藤原さくら(以下、藤原):そうみたいです。ライブが始まる直前に「最年少では?」という話になって、「あ、そうなんだ」って思いながらステージに出ていって(笑)。Billboardでライブをやるのはひとつの夢だったし、すごく嬉しかったですね。緊張もしましたけど、歌い始めたら大丈夫でした。バンドの方々(菱山正太(Key)、SPECIAL OTHERSの宮原“TOYIN”良太(Dr)、柳下“DAYO”武史(G)、SOIL&“PIMP”SESSIONSの秋田ゴールドマン(B)、スペシャルゲストとしてCurly Giraffe、高田漣)も素晴らしい方々でしたから。
ーーそして2月17日には1stフルアルバム『good morning』がリリースされます。
藤原:1曲1曲に真摯に向き合えたし、いま出来る限りのベストを尽くせたアルバムだと思いますね。楽しくレコーディングできたし、すごくいいものが生まれて。万々歳です!

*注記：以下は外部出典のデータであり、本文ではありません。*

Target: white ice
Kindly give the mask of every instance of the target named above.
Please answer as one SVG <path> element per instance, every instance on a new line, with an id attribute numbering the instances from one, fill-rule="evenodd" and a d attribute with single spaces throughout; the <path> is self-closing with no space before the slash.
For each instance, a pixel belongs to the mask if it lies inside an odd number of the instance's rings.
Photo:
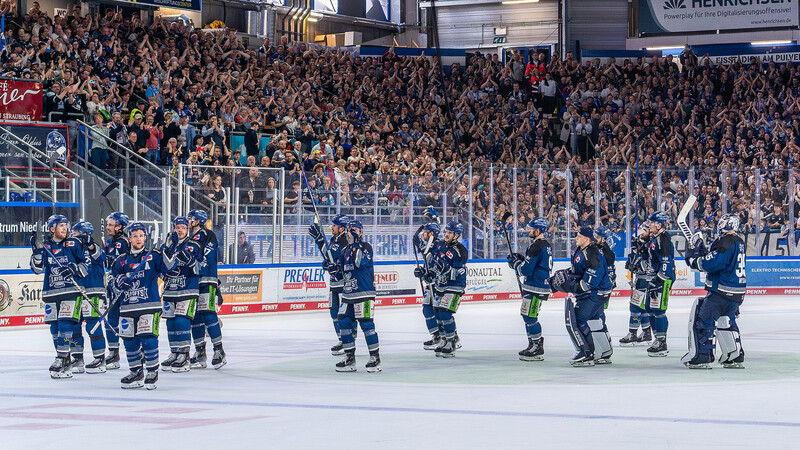
<path id="1" fill-rule="evenodd" d="M 326 311 L 223 317 L 228 365 L 161 373 L 155 391 L 122 370 L 51 380 L 45 327 L 0 331 L 0 448 L 797 448 L 800 303 L 748 297 L 744 370 L 689 370 L 687 311 L 671 299 L 666 358 L 619 348 L 624 299 L 607 311 L 614 363 L 570 367 L 563 301 L 542 307 L 545 360 L 522 362 L 518 302 L 464 303 L 463 348 L 422 349 L 419 306 L 379 308 L 383 372 L 336 373 Z M 168 347 L 161 339 L 161 356 Z M 86 350 L 86 358 L 90 359 Z"/>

ーーアルバムのタイトルもそうですが、朝をイメージさせる曲が多いですね。
藤原:最初からテーマを決めていたわけではないんですよ。(アルバムの収録曲は)『à la carte』のリリース後に作った曲がほとんどなんですけど、この1年は、朝、曲を書くことが多かったんですね。夜に曲を書くと暗い感じになることが多いんですけど(笑)、日が昇ってる時間に作るようになってから、明るい曲が増えてきて。そこから「good morning」というタイトルが決まって、アルバムの方向性が固まってきた感じですね。あと、19歳から20歳になったことも大きかったですし。
ーー20代の最初のアルバムでもありますからね。
藤原:そうですね。思い描いていた20歳とはだいぶ違ってますけど…。私、小学校の頃にYUIさんに憧れてたんですけど、当時のYUIさんはちょうど20歳くらいだったんです。すごく大人なイメージがあったし、「こんなふうになりたい」と思ってたんですけど、実際に自分がその年齢になると「あまり変われてないな」って思ったり。私の場合は年齢のことよりも、福岡の親元を離れて、独り立ちしたときに大人っていうカテゴリ—に入ったのかもしれないですけどね。ただ、20歳になると世間の目も変わってくると思うんです。いままでは「10代の子が大人っぽい音楽をやってる」って言われることが多かったけど、そうじゃなくなったわけだし。それでも聴いてもらえるのが、いい音楽だと思うんですよね。
ーーデビューからの1年で音楽に対する取り組み方も変わってきた?
藤原:そうですね。ライブもいろんなところでやらせてもらえたし、ステップアップできた1年だったと思います。楽器に対する興味もさらに湧いてきたんですよ。いろんな音楽を聴くなかで「これは何の音だろう?」って自分なりに研究したり、まわりのミュージシャンの方々に「ウーリッツァー(エレクトリックピアノ)を買うとしたら、どこで買えばいいですか?」って質問したり。足元(エフェクター類)のことも以前はよくわからなくて、「まあ、アコギだからいいか」っていう感じだったんですけど、最近はギターの音作りもしっかりやろうと思うようになりました。音楽の細部にまでこだわりたいなって。
ーー前は気付けかなったところにも意識が届くようになったのかも。
藤原:少し余裕が出てきたのかもしれないですね。ずっと楽しんでやってたんですけど、“いっぱいいっぱい”になることも多かったので。気持ちにも余裕が出来たから、明るい曲が増えたのかもしれません。アレンジのやり取りも、いままでは「お願いします!」ってお渡しして、返ってきたものに一生懸命ついていくだけだったんですけど、今回は自分から「こうしたいです」ということもだいぶ言えるようになって。そこはかなり変わりましたね。